With the GDPR deadline set of May 2018, it’s going to come around quickly for a lot of businesses. With some news headlines indicating firms are ill-prepared for one of the biggest legislation updates in years, we’ve taken a look at one of the most significant changes set to arise for eligible businesses – the introduction of the Data Protection Officer.
Data Protection Officer Appointment
One thing the GDPR is clear about is the need to appoint a Data Protection Officer (DPO) for businesses under certain circumstances. These are (as cited in Act Now Training):
- Where the [data] processing is carried out by a public authority or body
- Where the core activities of the controller or the processor consist of processing operations, which require regular and systematic monitoring of data subjects on a large scale
- Where the core activities of the controller or the processor consist of processing on a large scale of special categories of data or personal data relating to criminal convictions and offences
From our reading, this includes companies that deliver fraud prevention, online tracking, running of CCTV systems, trade unions, polling companies and cloud providers among other services. We’ve read that size of company could be a factor too.
The Role of the DPO
There have been some articles debating whether data protection salaries will rise as a consequence of the GDPR. Personally we anticipate benefits of this new requirement in IT recruitment.
The role will include;
- Informing and advising the controller or processor of their obligations
- Monitoring compliance with the regulations – this includes assigning responsibilities, raising awareness, training staff and auditing
- Providing advice where needed
- Cooperating with the supervisory authority
- Acting as the contact point for the supervisory authority on issues relating to the processing of personal data
Qualities the DPO will have include;
- Expertise in national and European data protection laws and practices
- Understanding of the GDPR
- Understanding of processing operations carried out
- Knowledge of business sector and organisation
- Ability to promote data protection within the organisation
DPOs will also need continuous training and support by the organisation to fulfil their function.

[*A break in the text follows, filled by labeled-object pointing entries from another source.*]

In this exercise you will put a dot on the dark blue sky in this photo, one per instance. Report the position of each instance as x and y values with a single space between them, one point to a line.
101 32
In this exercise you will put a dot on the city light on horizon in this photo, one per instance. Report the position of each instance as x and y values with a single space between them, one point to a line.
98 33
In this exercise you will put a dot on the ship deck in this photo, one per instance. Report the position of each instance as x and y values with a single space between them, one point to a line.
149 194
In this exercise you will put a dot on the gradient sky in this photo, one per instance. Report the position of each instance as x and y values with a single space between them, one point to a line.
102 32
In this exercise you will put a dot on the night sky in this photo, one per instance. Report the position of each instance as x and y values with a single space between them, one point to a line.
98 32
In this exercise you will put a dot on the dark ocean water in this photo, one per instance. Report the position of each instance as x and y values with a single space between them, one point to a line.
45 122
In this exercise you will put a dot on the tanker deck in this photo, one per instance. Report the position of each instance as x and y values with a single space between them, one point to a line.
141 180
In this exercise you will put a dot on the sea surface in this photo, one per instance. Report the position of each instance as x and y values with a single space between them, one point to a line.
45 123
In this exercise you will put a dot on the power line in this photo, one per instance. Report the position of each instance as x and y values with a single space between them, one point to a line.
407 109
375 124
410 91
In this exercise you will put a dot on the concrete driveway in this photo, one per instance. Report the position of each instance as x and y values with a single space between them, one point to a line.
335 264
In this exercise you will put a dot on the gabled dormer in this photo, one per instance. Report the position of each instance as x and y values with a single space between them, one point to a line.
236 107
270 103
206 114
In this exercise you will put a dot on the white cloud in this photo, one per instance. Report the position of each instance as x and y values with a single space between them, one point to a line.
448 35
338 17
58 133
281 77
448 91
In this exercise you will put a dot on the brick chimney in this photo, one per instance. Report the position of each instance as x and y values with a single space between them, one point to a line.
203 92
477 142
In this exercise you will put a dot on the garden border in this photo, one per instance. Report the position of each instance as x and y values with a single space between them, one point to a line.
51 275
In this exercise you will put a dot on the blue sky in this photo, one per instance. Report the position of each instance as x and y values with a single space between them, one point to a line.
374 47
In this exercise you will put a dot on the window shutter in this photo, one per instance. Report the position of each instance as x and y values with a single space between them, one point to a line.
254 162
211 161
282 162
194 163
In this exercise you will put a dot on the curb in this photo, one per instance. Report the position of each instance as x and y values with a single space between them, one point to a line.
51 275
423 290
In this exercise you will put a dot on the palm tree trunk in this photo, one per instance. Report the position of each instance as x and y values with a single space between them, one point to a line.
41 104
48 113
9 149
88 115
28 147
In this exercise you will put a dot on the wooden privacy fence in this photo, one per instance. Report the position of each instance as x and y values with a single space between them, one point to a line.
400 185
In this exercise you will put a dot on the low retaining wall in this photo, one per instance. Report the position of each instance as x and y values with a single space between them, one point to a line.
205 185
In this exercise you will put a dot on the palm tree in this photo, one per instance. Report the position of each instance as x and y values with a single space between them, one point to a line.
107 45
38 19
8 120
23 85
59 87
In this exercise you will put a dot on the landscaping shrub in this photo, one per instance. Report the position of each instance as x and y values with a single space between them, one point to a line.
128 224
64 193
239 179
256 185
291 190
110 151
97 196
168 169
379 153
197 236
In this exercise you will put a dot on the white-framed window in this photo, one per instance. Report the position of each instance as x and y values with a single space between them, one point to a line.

There are courses popping up all over the Internet if you’re interested in qualifying!
GDPR in Recruitment
As well as being a positive driver for IT recruitment (a sector that is already experiencing huge demand for talent), online recruitment agencies will need to review their processes and show evidence of this in order to be GDPR compliant. Areas of the recruitment process likely to be impacted include gaining consent for the use of data and being completely transparent as to how this will be used.
Individuals will also have the right to have their data erased, have access to their data and have any inaccuracies corrected. Taking responsibility for your data cycle is crucial. It’s also important to work with suppliers and partners to ensure total compliance.